Ma fu sufficiente: Katie rilasciò la tensione nelle spalle sentendo quelle parole.

Le rimise il libro tra le mani -lo stavi davvero buttando per quello che ti ho detto in preda ad una specie di attacco isterico?- disse incerto, Katie alzò gli occhi dal manoscritto che stava accarezzando con i polpastrelli. Era sorpresa. Scosse la testa -con tutto quello che abbiamo vissuto insieme- deglutì e i suoi occhi rimasero chiusi per un istante, come se quello che stava per dire le costasse uno sforzo -come pensi che tua opinione possa non interessarmi?-.
Oliver si rese conto di essere più vicino a lei di quanto non fosse mai stato in un momento in cui era cosciente o padrone di sé, quel terribile giorno al ponte non era affatto lucido.
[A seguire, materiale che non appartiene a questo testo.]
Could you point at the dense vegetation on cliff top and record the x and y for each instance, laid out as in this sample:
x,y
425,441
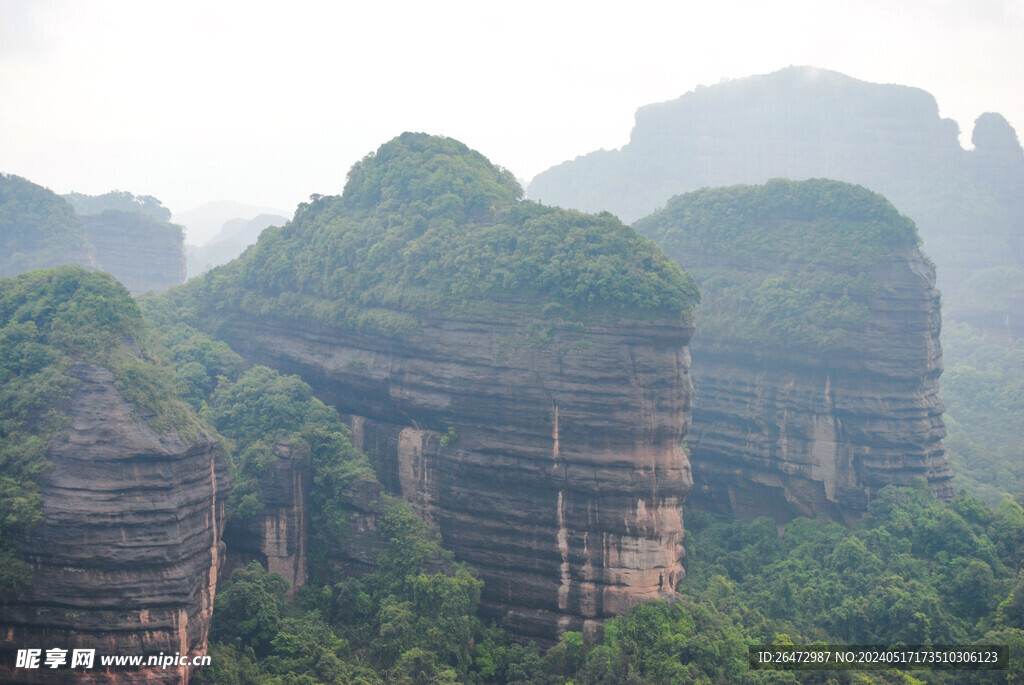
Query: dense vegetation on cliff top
x,y
415,613
50,319
914,569
38,229
787,262
120,201
427,223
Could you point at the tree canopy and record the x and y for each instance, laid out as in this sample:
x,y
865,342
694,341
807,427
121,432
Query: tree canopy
x,y
790,262
425,223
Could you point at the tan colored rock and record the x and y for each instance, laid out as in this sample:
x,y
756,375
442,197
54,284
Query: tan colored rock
x,y
552,466
126,561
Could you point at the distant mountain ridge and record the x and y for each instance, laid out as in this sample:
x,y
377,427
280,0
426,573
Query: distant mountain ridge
x,y
204,222
118,232
802,123
230,242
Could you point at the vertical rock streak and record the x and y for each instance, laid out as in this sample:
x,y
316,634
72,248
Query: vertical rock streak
x,y
555,444
127,557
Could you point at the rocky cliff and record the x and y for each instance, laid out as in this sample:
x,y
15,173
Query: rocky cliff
x,y
124,553
554,470
804,123
141,252
521,372
38,229
817,357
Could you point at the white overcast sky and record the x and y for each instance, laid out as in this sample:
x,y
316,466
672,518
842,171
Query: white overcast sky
x,y
265,103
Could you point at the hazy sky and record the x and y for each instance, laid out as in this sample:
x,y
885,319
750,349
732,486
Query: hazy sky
x,y
265,102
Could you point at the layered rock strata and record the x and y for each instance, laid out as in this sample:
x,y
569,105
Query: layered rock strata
x,y
141,252
807,411
279,538
552,466
126,561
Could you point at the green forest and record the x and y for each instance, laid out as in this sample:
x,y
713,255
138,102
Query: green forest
x,y
425,223
785,263
914,570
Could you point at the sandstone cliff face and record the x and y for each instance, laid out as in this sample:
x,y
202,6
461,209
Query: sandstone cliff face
x,y
807,409
783,432
127,558
549,459
141,252
279,539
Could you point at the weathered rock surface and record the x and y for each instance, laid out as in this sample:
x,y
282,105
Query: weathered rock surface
x,y
127,558
141,252
279,539
553,467
38,229
814,414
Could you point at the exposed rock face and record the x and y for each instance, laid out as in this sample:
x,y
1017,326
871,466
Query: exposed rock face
x,y
279,539
127,559
38,229
807,412
553,467
804,123
141,252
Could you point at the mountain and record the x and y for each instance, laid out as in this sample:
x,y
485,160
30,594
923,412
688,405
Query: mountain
x,y
520,371
230,242
118,232
141,252
802,123
114,491
816,359
38,229
121,201
204,222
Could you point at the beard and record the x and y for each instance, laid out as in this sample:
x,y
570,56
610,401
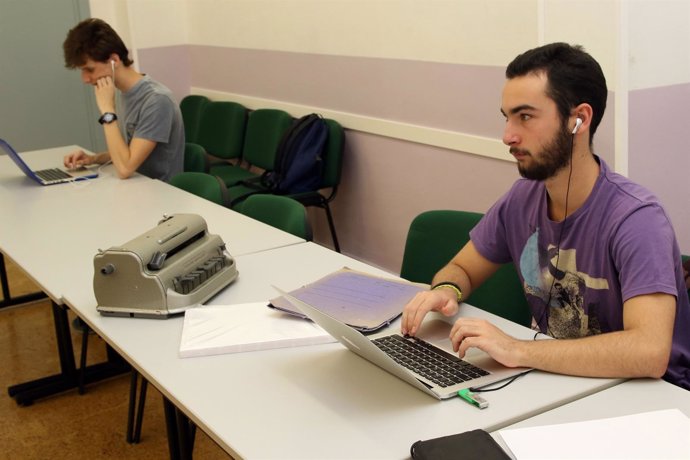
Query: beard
x,y
553,157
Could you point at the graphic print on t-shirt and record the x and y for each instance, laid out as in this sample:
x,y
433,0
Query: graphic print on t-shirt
x,y
568,315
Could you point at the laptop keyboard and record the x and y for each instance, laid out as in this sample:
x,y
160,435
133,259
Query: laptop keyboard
x,y
52,174
440,367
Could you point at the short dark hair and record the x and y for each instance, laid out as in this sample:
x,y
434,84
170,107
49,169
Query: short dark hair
x,y
93,39
573,77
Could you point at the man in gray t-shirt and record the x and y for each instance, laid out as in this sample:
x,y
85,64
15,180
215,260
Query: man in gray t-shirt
x,y
596,253
154,143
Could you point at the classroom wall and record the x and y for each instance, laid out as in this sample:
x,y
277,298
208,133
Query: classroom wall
x,y
417,85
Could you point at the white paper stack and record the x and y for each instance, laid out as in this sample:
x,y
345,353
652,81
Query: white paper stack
x,y
219,329
663,434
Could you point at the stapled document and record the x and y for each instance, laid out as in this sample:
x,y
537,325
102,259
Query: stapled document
x,y
213,330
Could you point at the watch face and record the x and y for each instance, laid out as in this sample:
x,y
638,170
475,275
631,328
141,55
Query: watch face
x,y
107,117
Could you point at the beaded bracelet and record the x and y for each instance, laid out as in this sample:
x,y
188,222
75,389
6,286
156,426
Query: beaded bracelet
x,y
453,286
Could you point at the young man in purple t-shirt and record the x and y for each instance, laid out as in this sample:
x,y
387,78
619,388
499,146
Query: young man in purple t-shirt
x,y
596,253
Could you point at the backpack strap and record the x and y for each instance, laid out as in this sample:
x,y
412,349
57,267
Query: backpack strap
x,y
224,194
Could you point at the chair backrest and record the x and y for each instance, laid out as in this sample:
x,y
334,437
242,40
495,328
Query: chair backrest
x,y
265,128
203,185
192,107
222,129
279,211
333,154
195,159
435,237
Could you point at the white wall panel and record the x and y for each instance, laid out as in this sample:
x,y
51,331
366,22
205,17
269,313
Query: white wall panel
x,y
480,32
659,43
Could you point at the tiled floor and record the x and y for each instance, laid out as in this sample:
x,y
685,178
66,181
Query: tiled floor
x,y
69,425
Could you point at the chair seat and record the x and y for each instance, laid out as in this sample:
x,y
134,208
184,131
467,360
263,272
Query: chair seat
x,y
231,175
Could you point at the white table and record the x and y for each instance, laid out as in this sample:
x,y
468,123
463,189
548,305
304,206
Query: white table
x,y
311,402
53,232
628,398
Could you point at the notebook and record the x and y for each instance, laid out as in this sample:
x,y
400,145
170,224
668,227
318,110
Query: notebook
x,y
479,368
48,176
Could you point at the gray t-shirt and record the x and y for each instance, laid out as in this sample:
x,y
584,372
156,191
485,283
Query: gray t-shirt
x,y
618,245
151,113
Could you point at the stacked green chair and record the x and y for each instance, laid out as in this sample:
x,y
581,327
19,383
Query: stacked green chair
x,y
195,158
192,106
264,130
203,185
221,130
435,237
279,211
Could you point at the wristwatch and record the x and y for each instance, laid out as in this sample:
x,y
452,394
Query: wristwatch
x,y
107,117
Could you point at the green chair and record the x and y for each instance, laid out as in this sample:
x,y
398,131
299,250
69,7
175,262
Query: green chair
x,y
280,212
333,160
192,106
195,158
435,237
684,259
221,130
203,185
265,129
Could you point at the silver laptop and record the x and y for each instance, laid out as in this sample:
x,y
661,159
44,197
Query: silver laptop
x,y
48,176
394,353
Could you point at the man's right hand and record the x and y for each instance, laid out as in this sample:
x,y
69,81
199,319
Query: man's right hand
x,y
441,300
77,159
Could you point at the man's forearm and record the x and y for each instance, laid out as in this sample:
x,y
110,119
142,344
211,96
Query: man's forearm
x,y
614,354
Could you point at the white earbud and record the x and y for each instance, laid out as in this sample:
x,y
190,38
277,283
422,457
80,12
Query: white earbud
x,y
578,122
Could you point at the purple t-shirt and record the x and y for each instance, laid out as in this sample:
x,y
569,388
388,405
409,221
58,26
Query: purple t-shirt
x,y
618,245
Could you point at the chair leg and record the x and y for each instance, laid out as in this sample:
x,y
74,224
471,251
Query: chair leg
x,y
331,225
140,410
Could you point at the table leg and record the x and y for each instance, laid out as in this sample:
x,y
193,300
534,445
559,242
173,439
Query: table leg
x,y
26,393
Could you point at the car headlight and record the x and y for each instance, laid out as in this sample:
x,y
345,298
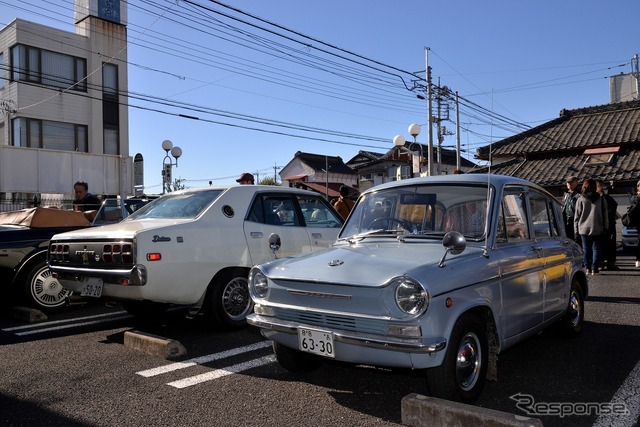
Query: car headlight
x,y
411,297
259,282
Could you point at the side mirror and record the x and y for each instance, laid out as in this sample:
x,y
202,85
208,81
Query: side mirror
x,y
454,243
274,243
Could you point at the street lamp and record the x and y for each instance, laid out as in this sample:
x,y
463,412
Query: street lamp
x,y
167,163
399,141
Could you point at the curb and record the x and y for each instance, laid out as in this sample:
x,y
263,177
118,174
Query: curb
x,y
422,411
154,345
26,314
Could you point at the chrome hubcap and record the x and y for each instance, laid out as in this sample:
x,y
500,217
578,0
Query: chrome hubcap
x,y
47,290
468,361
575,309
235,299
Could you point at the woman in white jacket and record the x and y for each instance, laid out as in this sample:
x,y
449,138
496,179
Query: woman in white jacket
x,y
590,222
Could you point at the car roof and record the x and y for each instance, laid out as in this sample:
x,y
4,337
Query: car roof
x,y
250,189
496,180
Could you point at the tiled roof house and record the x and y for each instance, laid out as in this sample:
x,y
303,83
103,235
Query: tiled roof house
x,y
600,142
308,171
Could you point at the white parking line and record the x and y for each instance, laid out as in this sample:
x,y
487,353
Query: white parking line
x,y
58,322
202,359
218,373
629,394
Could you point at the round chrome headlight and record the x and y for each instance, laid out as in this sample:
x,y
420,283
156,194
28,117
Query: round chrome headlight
x,y
259,282
411,296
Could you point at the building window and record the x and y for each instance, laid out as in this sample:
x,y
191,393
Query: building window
x,y
49,68
110,141
2,68
34,133
110,109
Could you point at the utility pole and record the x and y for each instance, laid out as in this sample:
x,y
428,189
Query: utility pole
x,y
636,73
458,164
439,129
429,118
275,168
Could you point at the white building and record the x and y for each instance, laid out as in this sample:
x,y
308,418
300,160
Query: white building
x,y
63,98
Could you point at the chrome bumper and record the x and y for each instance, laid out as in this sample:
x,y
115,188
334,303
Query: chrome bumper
x,y
408,345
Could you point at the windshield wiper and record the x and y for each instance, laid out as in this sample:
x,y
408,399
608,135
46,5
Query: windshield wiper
x,y
366,234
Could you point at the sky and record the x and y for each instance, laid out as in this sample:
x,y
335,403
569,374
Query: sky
x,y
241,86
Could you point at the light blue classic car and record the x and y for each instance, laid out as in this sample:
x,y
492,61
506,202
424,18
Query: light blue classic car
x,y
439,273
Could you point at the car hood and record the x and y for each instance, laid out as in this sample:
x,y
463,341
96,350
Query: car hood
x,y
122,229
366,264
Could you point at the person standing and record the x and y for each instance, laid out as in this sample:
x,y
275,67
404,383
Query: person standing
x,y
590,222
84,200
634,214
569,206
344,204
246,179
609,241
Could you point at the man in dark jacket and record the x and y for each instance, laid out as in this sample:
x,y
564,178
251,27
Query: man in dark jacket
x,y
609,240
569,207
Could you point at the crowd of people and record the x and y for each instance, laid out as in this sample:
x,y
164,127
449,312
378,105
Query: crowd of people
x,y
590,215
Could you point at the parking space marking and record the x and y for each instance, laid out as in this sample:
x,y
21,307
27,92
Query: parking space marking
x,y
219,373
202,359
629,394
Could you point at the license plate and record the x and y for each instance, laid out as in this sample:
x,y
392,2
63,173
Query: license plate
x,y
91,287
316,341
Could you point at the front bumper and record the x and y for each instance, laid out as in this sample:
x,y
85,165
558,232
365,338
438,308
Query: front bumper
x,y
416,353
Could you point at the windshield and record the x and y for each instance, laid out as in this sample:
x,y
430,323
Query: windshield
x,y
425,210
177,205
111,212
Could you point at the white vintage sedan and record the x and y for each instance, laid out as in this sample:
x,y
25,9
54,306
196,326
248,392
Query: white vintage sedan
x,y
440,273
193,247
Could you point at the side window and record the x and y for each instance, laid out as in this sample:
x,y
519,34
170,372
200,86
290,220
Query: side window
x,y
256,214
544,220
513,222
276,210
317,213
540,216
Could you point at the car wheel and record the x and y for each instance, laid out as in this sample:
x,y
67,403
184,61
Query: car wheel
x,y
147,311
229,302
463,372
295,361
572,321
42,290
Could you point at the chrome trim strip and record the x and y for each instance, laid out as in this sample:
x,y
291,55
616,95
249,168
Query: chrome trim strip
x,y
318,294
273,324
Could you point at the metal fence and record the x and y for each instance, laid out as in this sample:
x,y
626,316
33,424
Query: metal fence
x,y
18,203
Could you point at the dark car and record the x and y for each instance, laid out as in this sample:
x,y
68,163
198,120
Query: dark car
x,y
24,240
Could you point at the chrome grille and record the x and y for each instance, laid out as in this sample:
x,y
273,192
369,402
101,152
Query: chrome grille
x,y
333,321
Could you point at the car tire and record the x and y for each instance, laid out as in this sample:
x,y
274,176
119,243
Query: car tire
x,y
571,323
42,291
147,311
462,375
295,361
229,302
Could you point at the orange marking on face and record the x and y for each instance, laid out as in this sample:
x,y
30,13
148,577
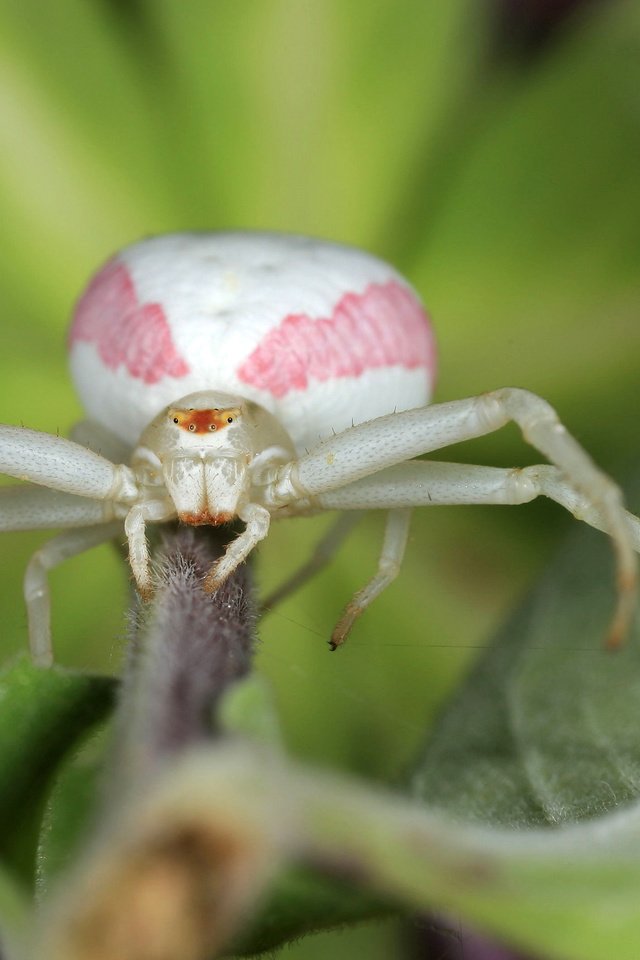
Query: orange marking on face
x,y
204,421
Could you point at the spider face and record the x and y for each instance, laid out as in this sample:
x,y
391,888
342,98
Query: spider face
x,y
200,450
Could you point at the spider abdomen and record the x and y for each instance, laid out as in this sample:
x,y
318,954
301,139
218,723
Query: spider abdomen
x,y
319,334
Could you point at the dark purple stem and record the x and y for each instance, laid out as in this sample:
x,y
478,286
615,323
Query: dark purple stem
x,y
187,648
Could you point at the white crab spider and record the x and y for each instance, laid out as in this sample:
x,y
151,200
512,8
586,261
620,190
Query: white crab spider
x,y
234,367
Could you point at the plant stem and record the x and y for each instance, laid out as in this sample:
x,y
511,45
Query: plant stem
x,y
186,649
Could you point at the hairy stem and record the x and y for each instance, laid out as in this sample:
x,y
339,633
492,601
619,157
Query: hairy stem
x,y
186,648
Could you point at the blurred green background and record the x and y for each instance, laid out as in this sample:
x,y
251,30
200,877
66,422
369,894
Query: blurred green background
x,y
495,162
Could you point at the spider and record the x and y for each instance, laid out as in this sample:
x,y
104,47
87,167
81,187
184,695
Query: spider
x,y
253,376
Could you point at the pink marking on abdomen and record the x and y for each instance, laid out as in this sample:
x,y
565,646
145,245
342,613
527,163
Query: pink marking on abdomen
x,y
125,331
384,326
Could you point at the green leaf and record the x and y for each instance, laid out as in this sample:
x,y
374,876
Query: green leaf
x,y
69,809
544,729
42,714
13,916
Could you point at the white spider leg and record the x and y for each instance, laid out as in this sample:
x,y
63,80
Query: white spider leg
x,y
93,435
372,446
36,587
426,483
30,507
257,520
149,511
325,549
393,547
63,465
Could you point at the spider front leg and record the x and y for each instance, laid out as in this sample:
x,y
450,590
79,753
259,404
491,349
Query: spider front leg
x,y
423,483
257,520
29,507
370,447
135,524
395,542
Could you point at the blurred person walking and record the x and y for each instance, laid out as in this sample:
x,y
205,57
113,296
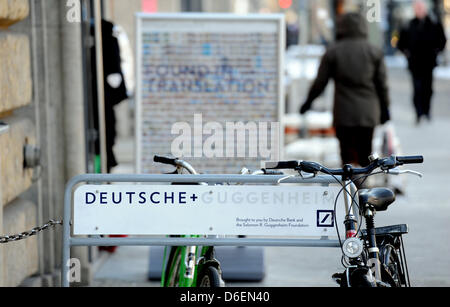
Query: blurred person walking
x,y
421,42
361,97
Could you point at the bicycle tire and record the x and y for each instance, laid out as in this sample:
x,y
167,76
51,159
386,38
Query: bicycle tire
x,y
210,278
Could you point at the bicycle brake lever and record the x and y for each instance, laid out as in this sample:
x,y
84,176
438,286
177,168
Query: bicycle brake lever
x,y
397,172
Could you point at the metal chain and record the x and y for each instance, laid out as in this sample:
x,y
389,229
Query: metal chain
x,y
27,234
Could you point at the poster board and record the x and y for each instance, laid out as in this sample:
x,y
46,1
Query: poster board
x,y
200,74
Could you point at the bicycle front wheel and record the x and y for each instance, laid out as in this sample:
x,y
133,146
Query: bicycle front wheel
x,y
172,274
210,278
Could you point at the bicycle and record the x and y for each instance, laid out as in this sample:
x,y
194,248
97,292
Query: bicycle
x,y
182,269
374,257
188,273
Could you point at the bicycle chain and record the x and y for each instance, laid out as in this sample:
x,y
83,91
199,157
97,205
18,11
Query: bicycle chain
x,y
27,234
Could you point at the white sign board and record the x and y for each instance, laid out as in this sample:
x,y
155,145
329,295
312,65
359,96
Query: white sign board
x,y
199,76
206,210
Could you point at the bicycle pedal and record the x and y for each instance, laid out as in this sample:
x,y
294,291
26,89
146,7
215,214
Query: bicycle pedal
x,y
337,277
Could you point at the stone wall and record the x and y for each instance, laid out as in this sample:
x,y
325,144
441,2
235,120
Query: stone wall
x,y
18,260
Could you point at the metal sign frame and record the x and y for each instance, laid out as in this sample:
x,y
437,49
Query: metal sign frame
x,y
70,241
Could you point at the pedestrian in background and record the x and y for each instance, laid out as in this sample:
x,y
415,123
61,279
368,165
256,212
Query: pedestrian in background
x,y
361,97
421,42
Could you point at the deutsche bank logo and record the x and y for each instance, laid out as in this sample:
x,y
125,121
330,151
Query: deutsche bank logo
x,y
325,218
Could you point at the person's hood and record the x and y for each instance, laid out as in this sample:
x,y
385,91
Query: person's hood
x,y
351,25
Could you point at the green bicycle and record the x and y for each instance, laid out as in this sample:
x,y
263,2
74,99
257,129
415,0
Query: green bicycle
x,y
189,266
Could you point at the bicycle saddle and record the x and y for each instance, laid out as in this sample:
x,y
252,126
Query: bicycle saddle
x,y
378,198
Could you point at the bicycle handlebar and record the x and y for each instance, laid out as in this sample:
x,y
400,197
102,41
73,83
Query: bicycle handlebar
x,y
347,170
410,160
165,160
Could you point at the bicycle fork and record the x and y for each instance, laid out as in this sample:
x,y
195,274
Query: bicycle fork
x,y
351,230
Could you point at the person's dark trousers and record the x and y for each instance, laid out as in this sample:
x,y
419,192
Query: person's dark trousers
x,y
356,144
423,92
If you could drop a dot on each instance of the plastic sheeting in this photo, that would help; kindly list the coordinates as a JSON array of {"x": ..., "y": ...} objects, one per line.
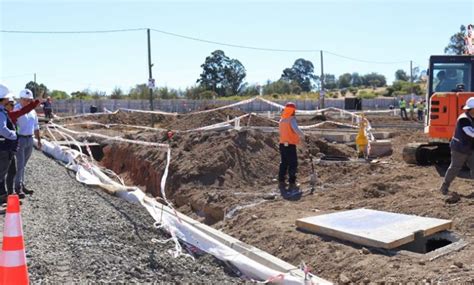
[{"x": 168, "y": 218}]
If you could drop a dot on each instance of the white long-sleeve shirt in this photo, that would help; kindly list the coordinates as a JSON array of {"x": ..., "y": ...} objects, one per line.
[{"x": 28, "y": 123}]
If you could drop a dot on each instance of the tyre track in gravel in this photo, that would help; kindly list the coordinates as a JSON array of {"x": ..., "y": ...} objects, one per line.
[{"x": 75, "y": 233}]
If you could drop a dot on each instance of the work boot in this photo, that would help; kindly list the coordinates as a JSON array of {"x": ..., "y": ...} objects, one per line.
[
  {"x": 27, "y": 191},
  {"x": 293, "y": 188},
  {"x": 20, "y": 193},
  {"x": 3, "y": 198},
  {"x": 282, "y": 185},
  {"x": 444, "y": 189}
]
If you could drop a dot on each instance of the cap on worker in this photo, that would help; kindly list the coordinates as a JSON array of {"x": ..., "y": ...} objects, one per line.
[
  {"x": 469, "y": 104},
  {"x": 26, "y": 94},
  {"x": 4, "y": 92}
]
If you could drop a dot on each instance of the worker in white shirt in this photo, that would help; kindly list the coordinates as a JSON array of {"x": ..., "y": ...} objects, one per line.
[{"x": 27, "y": 126}]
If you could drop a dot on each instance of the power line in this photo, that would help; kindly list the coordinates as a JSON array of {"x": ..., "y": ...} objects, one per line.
[
  {"x": 366, "y": 61},
  {"x": 233, "y": 45},
  {"x": 206, "y": 41},
  {"x": 72, "y": 32}
]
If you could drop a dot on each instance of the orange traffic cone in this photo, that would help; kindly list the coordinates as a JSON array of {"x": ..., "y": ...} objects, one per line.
[{"x": 13, "y": 269}]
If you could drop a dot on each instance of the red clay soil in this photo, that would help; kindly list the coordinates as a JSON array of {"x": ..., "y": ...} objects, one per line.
[{"x": 214, "y": 175}]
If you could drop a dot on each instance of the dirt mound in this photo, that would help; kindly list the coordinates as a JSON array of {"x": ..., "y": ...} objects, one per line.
[
  {"x": 180, "y": 122},
  {"x": 230, "y": 159}
]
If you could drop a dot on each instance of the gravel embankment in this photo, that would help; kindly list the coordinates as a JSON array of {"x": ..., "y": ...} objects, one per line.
[{"x": 75, "y": 233}]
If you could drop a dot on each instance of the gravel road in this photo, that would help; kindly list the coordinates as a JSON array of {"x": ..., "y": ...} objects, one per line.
[{"x": 75, "y": 233}]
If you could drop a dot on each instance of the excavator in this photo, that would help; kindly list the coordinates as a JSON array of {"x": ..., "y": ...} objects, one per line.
[{"x": 450, "y": 84}]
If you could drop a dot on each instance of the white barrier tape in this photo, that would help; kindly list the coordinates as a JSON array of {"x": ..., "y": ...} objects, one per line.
[
  {"x": 147, "y": 112},
  {"x": 326, "y": 122},
  {"x": 84, "y": 115},
  {"x": 224, "y": 107},
  {"x": 12, "y": 258},
  {"x": 89, "y": 134},
  {"x": 270, "y": 103},
  {"x": 12, "y": 226},
  {"x": 113, "y": 125},
  {"x": 218, "y": 125}
]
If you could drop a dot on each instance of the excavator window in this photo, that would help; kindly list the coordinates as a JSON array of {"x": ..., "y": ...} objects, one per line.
[{"x": 447, "y": 76}]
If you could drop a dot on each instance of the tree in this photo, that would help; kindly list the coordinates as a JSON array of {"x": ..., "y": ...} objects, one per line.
[
  {"x": 356, "y": 80},
  {"x": 221, "y": 74},
  {"x": 279, "y": 87},
  {"x": 117, "y": 93},
  {"x": 59, "y": 95},
  {"x": 96, "y": 95},
  {"x": 167, "y": 93},
  {"x": 456, "y": 42},
  {"x": 374, "y": 79},
  {"x": 81, "y": 95},
  {"x": 401, "y": 75},
  {"x": 251, "y": 90},
  {"x": 234, "y": 74},
  {"x": 302, "y": 72},
  {"x": 345, "y": 80},
  {"x": 330, "y": 81},
  {"x": 39, "y": 90},
  {"x": 140, "y": 91}
]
Ma in quel momento vedeva incredibilmente da vicino quegli occhi castani che tremavano per le lacrime trattenute, pensò che forse li preferiva chiusi perché così erano come una lama che lo trafiggeva e sentiva di meritarlo.

Poi lei si scusò, inspiegabilmente dal punto di vista di Oliver, per la sua instabilità dei due anni precedenti, per quella che definiva follia -ero così frustrata, mi sembrava che tutti fossero miei nemici. Poi ho capito che questo mi faceva stare bene- sollevò leggermente il libro con un sorriso -ma Ivy non è qui dentro, perché io rispetto il tuo dolore, quello di Fred, quello di Andromeda Tonks, quello di mio padre. Perché io lo conosco- indicò di nuovo i fogli -questa è una storia, che non avrei mai voluto scrivere- sputò quelle parole quasi esasperata, ma dopo aver ripreso fiato si ricompose mettendosi i capelli dietro un orecchio e sospirò. Oliver annuì e si mise le mani in tasca, fece qualche metro andandosene, ma poi si voltò.
Katie camminava lentamente evitando le pozzanghere forse per paura di cadere, il suo corpo si mosse da solo, lei scattò guardandolo perplessa -non dirmi che hai cambiato idea- quando la risposta fu negativa allargò le braccia sconsolata -accidenti, pensavo mi volessi strappare la borsa e tirare tutto in una pozzanghera- borbottò, poi si fermò notando qualcosa di strano nello sguardo di Oliver -che c'è?- poi sentì le mani ruvide del ragazzo prenderle il viso, le labbra contro le sue.